How well I remember you showing us photographs that you had taken during your training at Chanute Field in the 1930s. I believe you stopped there when you drove back from attending my wedding in Annapolis in 1971. Peg found a box of old photographs yesterday, some that we never recall seeing before. They have raised lots of questions about the nature of your training.
Kenneth M. Branchflower at Chanute Field, Illinois circa 1937 |
There is not much information about the training that went on at Chanute Field between World War I and II. If I remember correctly, you were training as a combat photographer. We believe that you are pictured in each of these photographs. We certainly recognize your very precise script on the lower one.
After Chanute, I believe you went to March Field near Riverside, California. I know that you were released for the training to come home and assist your father on the farm. You appear in the photographs to be in uniform. So was there an enlistment in the fledgling Army Air Corps? Were things so bad in the U. S. Army, that they just let people out? This was the middle of the depression and still six years before Pearl Harbor. Did you have to apply for a hardship discharge?
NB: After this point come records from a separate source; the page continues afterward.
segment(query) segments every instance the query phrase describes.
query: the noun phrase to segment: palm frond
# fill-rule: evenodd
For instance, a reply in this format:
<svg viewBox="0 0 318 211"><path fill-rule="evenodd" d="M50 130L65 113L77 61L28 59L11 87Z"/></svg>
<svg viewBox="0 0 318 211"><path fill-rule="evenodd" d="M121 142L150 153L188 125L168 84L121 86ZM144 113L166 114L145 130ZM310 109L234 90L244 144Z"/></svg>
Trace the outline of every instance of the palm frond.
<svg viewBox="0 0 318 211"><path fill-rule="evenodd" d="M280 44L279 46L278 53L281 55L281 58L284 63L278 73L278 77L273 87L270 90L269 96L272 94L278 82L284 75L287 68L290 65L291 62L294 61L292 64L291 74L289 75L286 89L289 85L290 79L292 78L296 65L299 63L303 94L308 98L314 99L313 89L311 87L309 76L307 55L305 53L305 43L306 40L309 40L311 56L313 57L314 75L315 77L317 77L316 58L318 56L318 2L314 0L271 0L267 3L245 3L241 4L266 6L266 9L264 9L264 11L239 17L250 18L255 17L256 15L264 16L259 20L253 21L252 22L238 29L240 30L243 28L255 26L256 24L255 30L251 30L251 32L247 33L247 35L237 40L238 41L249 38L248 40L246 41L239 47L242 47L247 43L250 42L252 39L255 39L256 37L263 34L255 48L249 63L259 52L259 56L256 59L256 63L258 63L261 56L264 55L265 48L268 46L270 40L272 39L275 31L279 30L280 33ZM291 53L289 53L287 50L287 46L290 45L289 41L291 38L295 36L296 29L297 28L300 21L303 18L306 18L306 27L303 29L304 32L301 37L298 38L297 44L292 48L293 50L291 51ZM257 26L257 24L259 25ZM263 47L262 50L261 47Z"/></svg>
Growing up, I had the impression that you were drafted during World War II, but I have found a record that shows you enlisted on 13 Sep 1943 in Portland, Oregon. Your enlistment papers mention one year of college as well as 'skilled photographic process occupations' but no previous service. The 1943 Portland City Directory lists you as a Machine Operator working for USAE and residing in Newberg. I believe that USAE is an abbreviation for U. S. Army Engineers.
Wishing we could talk to you about your training. Not much has been written about the technical training that went on between the wars.